Salzbourg, Salzbourg, rien de très neuf de ce côté-ci, mais quelle merveilleuse initiative d'avoir invité la soprano américaine Teresa Stich-Randall à Aix (juillet) : dès 1953, elle s'était affirmée comme une incomparable mozartienne. Après avoir évoqué Mozart, rendons hommage à Gluck, très méconnu. Le 14 février, Cecilia Gasda chante à la Scala Les pèlerins de La Mecque. C'est un succès. La nouvelle marque de disques Orfeo associe Jessye Norman et Nicolaï Gedda dans un passionnant Alceste ; Alceste prévu en 1984 à Genève par P. Luigi Pizzi tandis qu'à Paris et à Lyon on découvrira Iphigénie en Tauride. Va-t-on vers un retour de Gluck ?

Anniversaires

Chefs d'orchestre et solistes en tournées, anniversaires en tous genres se sont succédé. Il y a dix ans disparaissait Otto Klemperer, il y a cent ans naissait Ernest Ansermet (Lyon s'en est souvenu avec l'Orchestre de la Suisse romande le 14 novembre), Karajan fête ses soixante-quinze ans et la Philharmonie de Berlin ces cent ans (précieux coffret de disques Deutsche Grammophon), Georg Solti dirige à Paris (février, avec l'Orchestre philharmonique de Londres), mais également Dutoit, Sinopoli, Kubelik, Z. Mehta (septembre, à la tête de l'Orchestre philharmonique d'Israël) ; le jeune Jeffrey Tate électrise Les noces de Figaro de Mozart à Genève (février), on le réentend à Paris en juin dans Ariane à Naxos.

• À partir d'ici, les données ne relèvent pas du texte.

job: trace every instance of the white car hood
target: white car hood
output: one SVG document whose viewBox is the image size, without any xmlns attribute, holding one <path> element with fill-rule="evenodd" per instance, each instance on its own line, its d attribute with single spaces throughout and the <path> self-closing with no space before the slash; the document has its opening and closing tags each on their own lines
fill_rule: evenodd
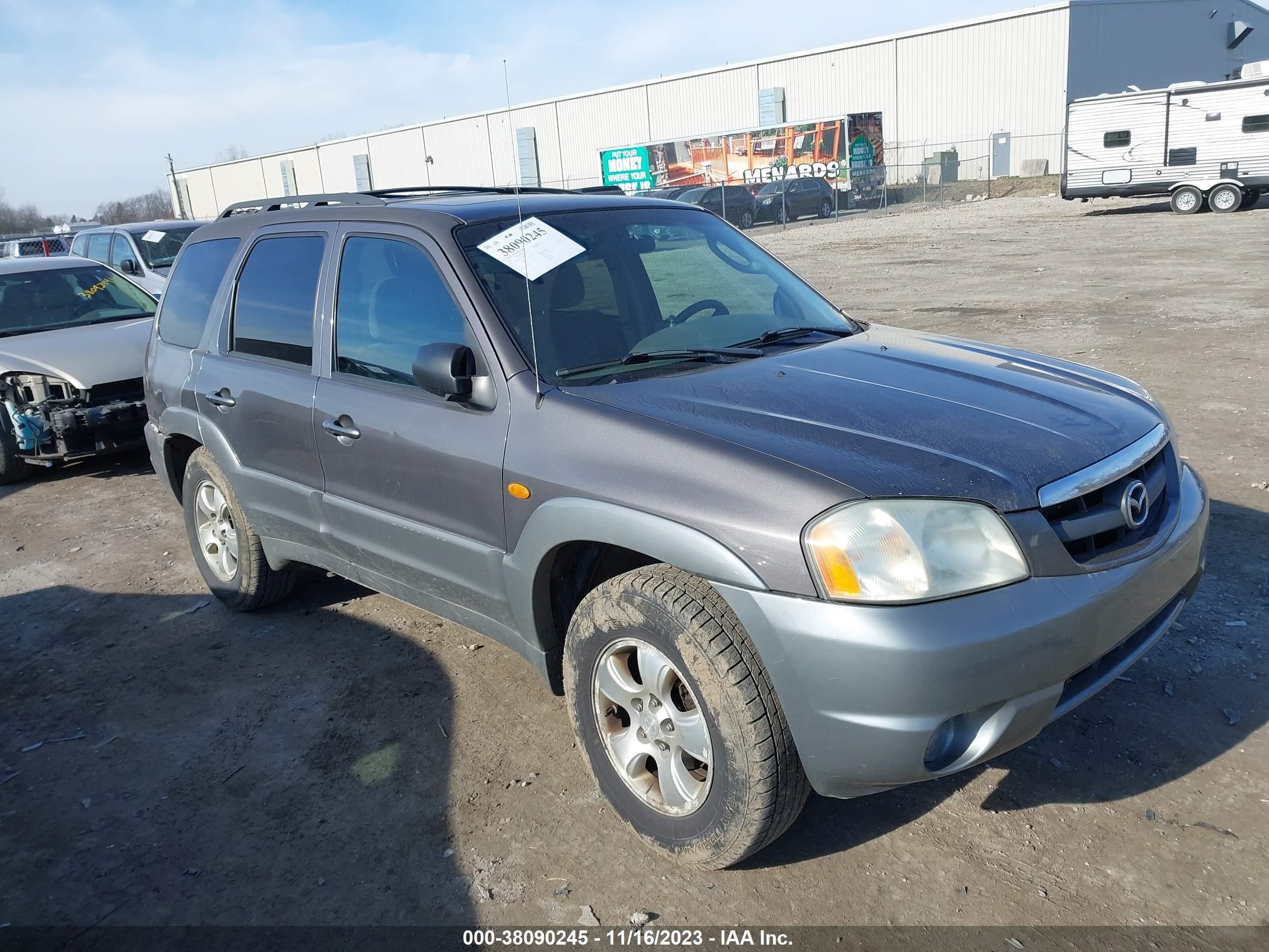
<svg viewBox="0 0 1269 952">
<path fill-rule="evenodd" d="M 132 380 L 145 371 L 154 317 L 0 338 L 0 373 L 43 373 L 80 390 Z"/>
</svg>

Du côté des pianistes, la musique fête deux octogénaires, Rudolf Serkin et Claudio Arrau (ce dernier à l'Opéra de Paris, le 5 juin) et intronise une vedette en pleine ascension, le jeune Yougoslave Ivo Pogorelich (19 avril, Champs-Élysées), et Friedrich Gulda fait un come-back remarqué à Pleyel (26 octobre).

Musique légère et contemporaine

La veuve joyeuse poursuit sa belle carrière au TMP jusqu'à la mi-février 1983. Malgré I. Cotrubas, La chauve-souris de Johann Strauss, dans une mise en scène de Richard Foreman, déçoit au Palais Garnier (février). P. Danais et J.-C. Pennetier, en revanche, réussissent l'opération de la Péniche-Opéra. Mais c'est surtout Offenbach qui triomphe avec La belle Hélène croquée par Jérôme Savary (salle Favart, avril) et trois petits actes pétillants : Il signor Fagotto (La Potinière, à partir de juin), Un mari à la porte (Essaïon, juillet), Apothicaire et perruquier (Théâtre de Dix-Heures, juillet).

Offenbach attire par son charme « bien de chez nous ». Sur un plan plus sérieux, Berlioz, autre Français, est désormais au rendez-vous de Lyon chaque année (en 1983 avec La damnation de Faust). Berlioz inaugure une nouvelle saison, dont Messiaen est le héros, où voix et musique contemporaine s'épousent. On en retrouve les traces l'année durant, année qui aurait dû fêter... le centenaire de la naissance d'Edgar Varèse, l'un des principaux novateurs du siècle. Marginal, Varèse l'a été sa vie durant, mort il le demeure en dépit de l'hommage du premier festival Musica 83 (Strasbourg) et de la publication de ses Écrits (Bourgois).